Thursday, March 8, 2012

An Open Letter to Retail Customers

Dear retail customers,

     I understand that you think you need your book, video game, Apple device, or whatever else you’re throwing money at this week.  But you would be able to make your purchase in a faster and smoother transaction if you took a few steps of preparation before entering the store.

     First know what store you’re walking into.  If you want accessories for an iPad, you’re not going to find it in a bookstore.  If you want a printer, don’t go to a clothing store.  If you want to buy a book, don’t bother even entering a store that sells video games.  Retail employees ask so little, and one of those little things could be you reading the sign before you walk in.

     Second, employees have no control over any store policies.  If you yell at a cashier that the hours don’t work with your schedule, nothing will change.  Not even the manager in all their power can make any major change.  If you hate the design of the store, shut up.  If you think the selection is bad, shut up again.  Shop elsewhere if it bothers you that much.
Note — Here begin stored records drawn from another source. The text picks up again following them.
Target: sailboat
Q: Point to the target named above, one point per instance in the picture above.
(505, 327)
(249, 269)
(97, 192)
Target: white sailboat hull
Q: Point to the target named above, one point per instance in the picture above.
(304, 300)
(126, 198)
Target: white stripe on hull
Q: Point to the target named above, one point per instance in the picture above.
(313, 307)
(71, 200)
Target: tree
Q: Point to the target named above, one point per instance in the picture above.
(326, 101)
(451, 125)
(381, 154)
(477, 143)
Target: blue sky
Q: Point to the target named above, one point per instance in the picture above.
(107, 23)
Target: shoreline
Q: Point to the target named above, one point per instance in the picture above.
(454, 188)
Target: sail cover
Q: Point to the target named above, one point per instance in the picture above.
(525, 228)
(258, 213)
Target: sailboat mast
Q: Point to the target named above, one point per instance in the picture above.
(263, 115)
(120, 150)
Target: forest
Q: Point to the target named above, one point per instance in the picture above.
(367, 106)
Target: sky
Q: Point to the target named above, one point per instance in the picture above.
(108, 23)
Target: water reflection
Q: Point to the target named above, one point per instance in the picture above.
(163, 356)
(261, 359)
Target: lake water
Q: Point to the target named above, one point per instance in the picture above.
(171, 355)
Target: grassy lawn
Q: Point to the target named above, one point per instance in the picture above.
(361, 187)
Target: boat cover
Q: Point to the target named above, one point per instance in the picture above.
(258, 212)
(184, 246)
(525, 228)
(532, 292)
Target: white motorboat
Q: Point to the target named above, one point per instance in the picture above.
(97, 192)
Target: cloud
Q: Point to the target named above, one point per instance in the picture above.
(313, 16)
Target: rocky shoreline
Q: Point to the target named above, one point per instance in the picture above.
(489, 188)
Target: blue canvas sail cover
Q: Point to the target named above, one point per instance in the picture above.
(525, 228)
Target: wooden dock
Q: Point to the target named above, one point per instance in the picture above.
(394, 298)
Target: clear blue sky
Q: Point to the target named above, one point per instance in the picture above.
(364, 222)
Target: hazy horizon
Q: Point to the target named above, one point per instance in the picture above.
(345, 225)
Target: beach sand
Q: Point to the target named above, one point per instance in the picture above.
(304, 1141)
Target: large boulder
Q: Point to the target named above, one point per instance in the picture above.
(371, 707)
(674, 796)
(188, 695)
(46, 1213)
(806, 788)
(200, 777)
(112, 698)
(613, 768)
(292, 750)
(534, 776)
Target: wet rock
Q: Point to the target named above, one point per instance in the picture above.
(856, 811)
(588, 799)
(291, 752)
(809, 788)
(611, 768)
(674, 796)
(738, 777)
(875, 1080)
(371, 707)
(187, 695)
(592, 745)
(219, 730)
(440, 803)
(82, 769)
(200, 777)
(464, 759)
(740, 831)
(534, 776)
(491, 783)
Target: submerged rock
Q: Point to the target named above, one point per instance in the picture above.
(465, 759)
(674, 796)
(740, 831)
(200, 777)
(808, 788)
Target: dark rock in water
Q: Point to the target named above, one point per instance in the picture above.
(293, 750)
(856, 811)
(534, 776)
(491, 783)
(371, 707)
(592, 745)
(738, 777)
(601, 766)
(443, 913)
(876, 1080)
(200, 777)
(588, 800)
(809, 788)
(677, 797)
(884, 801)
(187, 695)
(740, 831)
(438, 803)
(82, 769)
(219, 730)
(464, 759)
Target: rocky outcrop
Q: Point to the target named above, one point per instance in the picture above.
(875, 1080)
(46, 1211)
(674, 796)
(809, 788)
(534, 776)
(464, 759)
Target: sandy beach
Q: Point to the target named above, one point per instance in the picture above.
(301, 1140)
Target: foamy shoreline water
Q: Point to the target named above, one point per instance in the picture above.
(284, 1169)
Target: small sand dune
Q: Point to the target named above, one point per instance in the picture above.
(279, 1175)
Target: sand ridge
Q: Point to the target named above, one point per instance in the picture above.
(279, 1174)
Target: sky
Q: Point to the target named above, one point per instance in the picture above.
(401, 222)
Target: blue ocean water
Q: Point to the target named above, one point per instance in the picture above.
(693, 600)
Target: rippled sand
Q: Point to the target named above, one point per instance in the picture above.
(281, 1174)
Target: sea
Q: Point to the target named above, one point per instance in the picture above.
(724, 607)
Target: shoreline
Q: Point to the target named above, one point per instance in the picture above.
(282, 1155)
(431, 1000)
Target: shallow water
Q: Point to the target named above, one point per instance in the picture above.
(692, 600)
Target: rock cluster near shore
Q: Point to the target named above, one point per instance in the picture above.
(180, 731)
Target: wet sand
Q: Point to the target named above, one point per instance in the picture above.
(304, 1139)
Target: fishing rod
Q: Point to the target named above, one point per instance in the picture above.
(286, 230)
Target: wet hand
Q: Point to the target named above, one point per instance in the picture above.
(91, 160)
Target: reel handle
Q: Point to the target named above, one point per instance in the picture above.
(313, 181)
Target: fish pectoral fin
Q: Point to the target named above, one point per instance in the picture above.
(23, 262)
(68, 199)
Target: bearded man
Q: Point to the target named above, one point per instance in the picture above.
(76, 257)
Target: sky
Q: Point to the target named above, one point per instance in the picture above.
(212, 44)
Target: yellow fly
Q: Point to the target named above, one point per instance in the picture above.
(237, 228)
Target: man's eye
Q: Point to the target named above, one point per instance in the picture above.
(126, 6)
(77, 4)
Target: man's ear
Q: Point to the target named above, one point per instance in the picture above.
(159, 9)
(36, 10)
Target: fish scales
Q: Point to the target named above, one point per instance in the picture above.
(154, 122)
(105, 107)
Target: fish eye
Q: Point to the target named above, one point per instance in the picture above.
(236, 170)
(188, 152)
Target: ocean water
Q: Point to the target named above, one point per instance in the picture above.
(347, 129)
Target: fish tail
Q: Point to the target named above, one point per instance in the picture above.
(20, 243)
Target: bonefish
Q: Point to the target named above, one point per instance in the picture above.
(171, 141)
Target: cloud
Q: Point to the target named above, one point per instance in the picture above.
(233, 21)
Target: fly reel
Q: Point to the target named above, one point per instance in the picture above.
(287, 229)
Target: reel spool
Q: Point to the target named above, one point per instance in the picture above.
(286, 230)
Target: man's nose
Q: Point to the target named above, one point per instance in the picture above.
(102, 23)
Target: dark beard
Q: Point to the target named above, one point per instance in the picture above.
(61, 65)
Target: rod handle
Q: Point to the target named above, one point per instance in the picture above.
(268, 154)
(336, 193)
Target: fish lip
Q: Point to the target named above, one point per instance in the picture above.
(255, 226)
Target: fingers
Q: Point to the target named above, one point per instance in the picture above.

     Third, returns are meant to be done when you either bought the wrong version, there’s a built in defect, etc.  Don’t ignore the speech we are obligated to give about receipts and return policies.  If you get home and decide to eat your receipt, don’t get mad when we can’t take the item back.  Registers are limited to the point of making them the retards of the electronics kingdom and can’t find your purchase from over 24 hours ago.  Side note: don’t let your pets chew on the device and then try and return it, we won’t and can’t take that back.  Just saying.

     I hope that quick rundown of what not to do sinks in, although unless I attach arbitrarily complex coupons you’ll never read this.